M/s Tara Genset Engineers (Regd.)

Date:-2022-10-31

In:-gst

Issue Favourable to Tax Payer ?:- no

Held - We observe that without the fuel, the Diesel Generator (DG) Set cannot be operated to generate/ produce “Electricity”, i.e. intended purpose of installing DG set on hire is not achieved. The rental service of Diesel Generator (DG) Set has the integral component of running the Diesel Generator and for this to undertake, “Diesel” is required. The running condition of Diesel Generator (DG) Set cannot be achieved without the fuel i.e. the “Diesel”. The contract entered between the applicant and the recipient is for the hiring of DG Set and is a comprehensive contract with the consideration having a fixed component and a variable component. The fixed component is the monthly fixed rent charged in the invoice for the DG Set and the variable charge (Running Charges) is the charge for the diesel used. Both are part of the same consideration and are for the contract of supplying DG Set on hire. Though it appears that the applicant is receiving the reimbursement of diesel cost, but we opine that the recipient is not paying for the diesel only but for the services of DG Set which have been hire on rent and the diesel is an integral part of the supply of DG Set rental service. There is no separate contract for supply of diesel and even single invoice is issued for the supply of rental service of DG Set although both the components are shown separately. Hence, the reimbursement of expenses as cost of the diesel, for running of the DG Set is nothing but the additional consideration for the renting of DG Set and attracts GST @18%. We also find that Karnataka Authority for Advance Ruling vide Advance Ruling No. KAR ADRG 44/2021 dated 30.07.2021 in the similar case of M/s.
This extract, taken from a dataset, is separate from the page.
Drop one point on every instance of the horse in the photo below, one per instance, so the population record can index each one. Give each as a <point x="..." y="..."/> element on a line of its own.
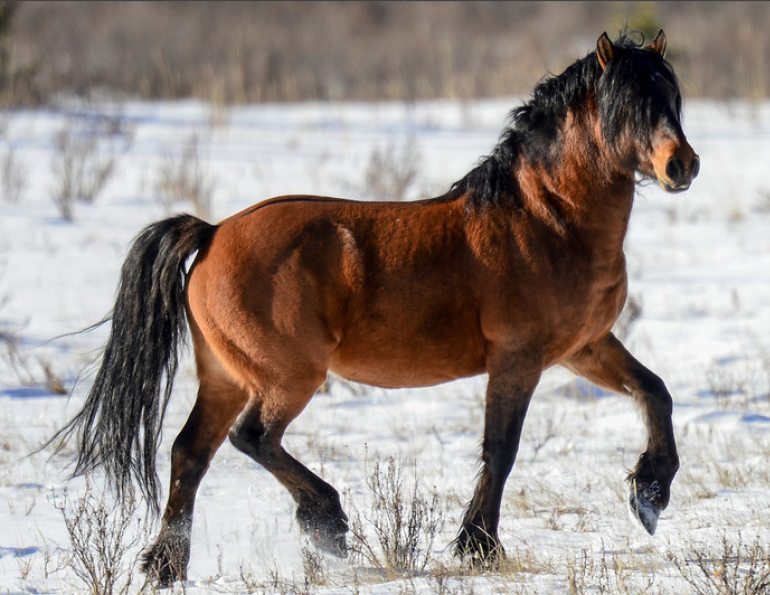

Goodwill Autos, Hubbali, Dharwad has held that the cost of the diesel incurred for running DG Set in the course of providing DG Rental Service is nothing but additional consideration for the supply of DG Set on rent as per section 15 of the GST Act and hence attracts GST @ 18%. In view of the above facts and discussion held above we hold that consideration for reimbursement of expenses, as cost of the diesel for running of the DG Set, is nothing but the additional consideration for the renting of DG Set and attracts GST @ 18% under the provisions of Central Goods and Services Tax Act, 2017 & Uttarakhand Goods and Service Tax Act, 2017.